Wang Xiaobin, Sui Weiguo, Wu Weiqing, Hou Xianliang, Ou Minglin, Xiang Yueying, Dai Yong
Health Management Centre, The Affiliated Guilin Hospital, Southern Medical University, Guilin, Guangxi 541000, P.R. China; Guangxi Key Laboratory of Metabolic Diseases Research, Guilin, Guangxi 541000, P.R. China.
Guangxi Key Laboratory of Metabolic Diseases Research, Guilin, Guangxi 541000, P.R. China; Department of Nephrology, Guilin 181st Hospital, Guilin, Guangxi 541000, P.R. China.
Exp Ther Med. 2016 Nov;12(5):3143-3150. doi: 10.3892/etm.2016.3797. Epub 2016 Oct 11.
With the advent of next-generation sequencing technology, the cost of sequencing has significantly decreased. However, sequencing costs remain high for large-scale studies. In the present study, DNA pooling was applied as a cost-effective strategy for sequencing. The sequencing results for 100 healthy individuals obtained via whole-genome resequencing and using DNA pooling are presented in the present study. In order to minimise the likelihood of systematic bias in sampling, paired-end libraries with an insert size of 500 bp were prepared for all samples and then subjected to whole-genome sequencing using four lanes for each library and resulting in at least a 30-fold haploid coverage for each sample. The NCBI human genome build37 (hg19) was used as a reference genome for the present study and the short reads were aligned to the reference genome achieving 99.84% coverage. In addition, the average sequencing depth was 32.76. In total, ~3 million single-nucleotide polymorphisms were identified, of which 99.88% were in the NCBI dbSNP database. Furthermore, ~600,000 small insertion/deletions, 500,000 structure variants, 5,000 copy number variations and 13,000 single nucleotide variants were identified. According to the present study, the whole genome has been sequenced for a small sample subjects from southern China for the first time. Furthermore, new variation sites were identified by comparing with the reference sequence, and new knowledge of the human genome variation was added to the human genomic databases. Furthermore, the particular distribution regions of variation were illustrated by analyzing various sites of variation, such as single-nucleotide polymorphisms.

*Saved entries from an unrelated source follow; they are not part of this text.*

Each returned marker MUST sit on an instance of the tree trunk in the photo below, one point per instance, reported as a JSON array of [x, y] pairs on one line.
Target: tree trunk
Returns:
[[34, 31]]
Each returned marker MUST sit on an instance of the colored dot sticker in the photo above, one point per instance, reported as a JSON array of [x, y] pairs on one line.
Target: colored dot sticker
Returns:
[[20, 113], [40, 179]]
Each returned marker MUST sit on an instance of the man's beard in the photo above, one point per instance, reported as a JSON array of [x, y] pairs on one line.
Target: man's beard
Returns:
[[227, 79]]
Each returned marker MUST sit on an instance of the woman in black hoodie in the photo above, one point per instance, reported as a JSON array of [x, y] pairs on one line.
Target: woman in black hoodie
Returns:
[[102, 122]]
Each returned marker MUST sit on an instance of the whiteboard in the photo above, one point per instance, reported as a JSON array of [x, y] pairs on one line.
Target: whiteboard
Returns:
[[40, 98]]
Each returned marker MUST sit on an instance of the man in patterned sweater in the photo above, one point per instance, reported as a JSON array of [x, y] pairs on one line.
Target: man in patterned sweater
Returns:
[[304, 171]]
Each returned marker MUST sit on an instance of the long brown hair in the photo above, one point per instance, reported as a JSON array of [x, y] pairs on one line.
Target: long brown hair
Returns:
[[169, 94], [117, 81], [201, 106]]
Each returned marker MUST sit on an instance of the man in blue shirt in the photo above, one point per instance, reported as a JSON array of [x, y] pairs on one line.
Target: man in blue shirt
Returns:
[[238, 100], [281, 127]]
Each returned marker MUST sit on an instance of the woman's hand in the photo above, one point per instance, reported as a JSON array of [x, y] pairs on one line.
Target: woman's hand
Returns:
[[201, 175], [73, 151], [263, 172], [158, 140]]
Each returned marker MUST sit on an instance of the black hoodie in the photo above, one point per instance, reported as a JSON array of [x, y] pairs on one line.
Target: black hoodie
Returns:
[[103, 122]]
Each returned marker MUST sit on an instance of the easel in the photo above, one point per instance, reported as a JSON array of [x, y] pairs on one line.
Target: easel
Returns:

随着下一代测序技术的出现,测序成本显著降低。然而,对于大规模研究而言,测序成本仍然很高。在本研究中,DNA混合池被用作一种具有成本效益的测序策略。本研究展示了通过全基因组重测序和使用DNA混合池获得的100名健康个体的测序结果。为了将采样中系统偏差的可能性降至最低,为所有样本制备了插入片段大小为500 bp的双端文库,然后每个文库使用四个泳道进行全基因组测序,每个样本至少获得30倍的单倍体覆盖率。本研究使用NCBI人类基因组构建版本37(hg19)作为参考基因组,短读长与参考基因组进行比对,覆盖率达到99.84%。此外,平均测序深度为32.76。总共鉴定出约300万个单核苷酸多态性,其中99.88%在NCBI的dbSNP数据库中。此外,还鉴定出约60万个小插入/缺失、50万个结构变异、5000个拷贝数变异和13000个单核苷酸变异。根据本研究,首次对来自中国南方的一小群受试者进行了全基因组测序。此外,通过与参考序列比较鉴定出新的变异位点,并将人类基因组变异的新知识添加到人类基因组数据库中。此外,通过分析各种变异位点,如单核苷酸多态性,阐明了变异的特定分布区域。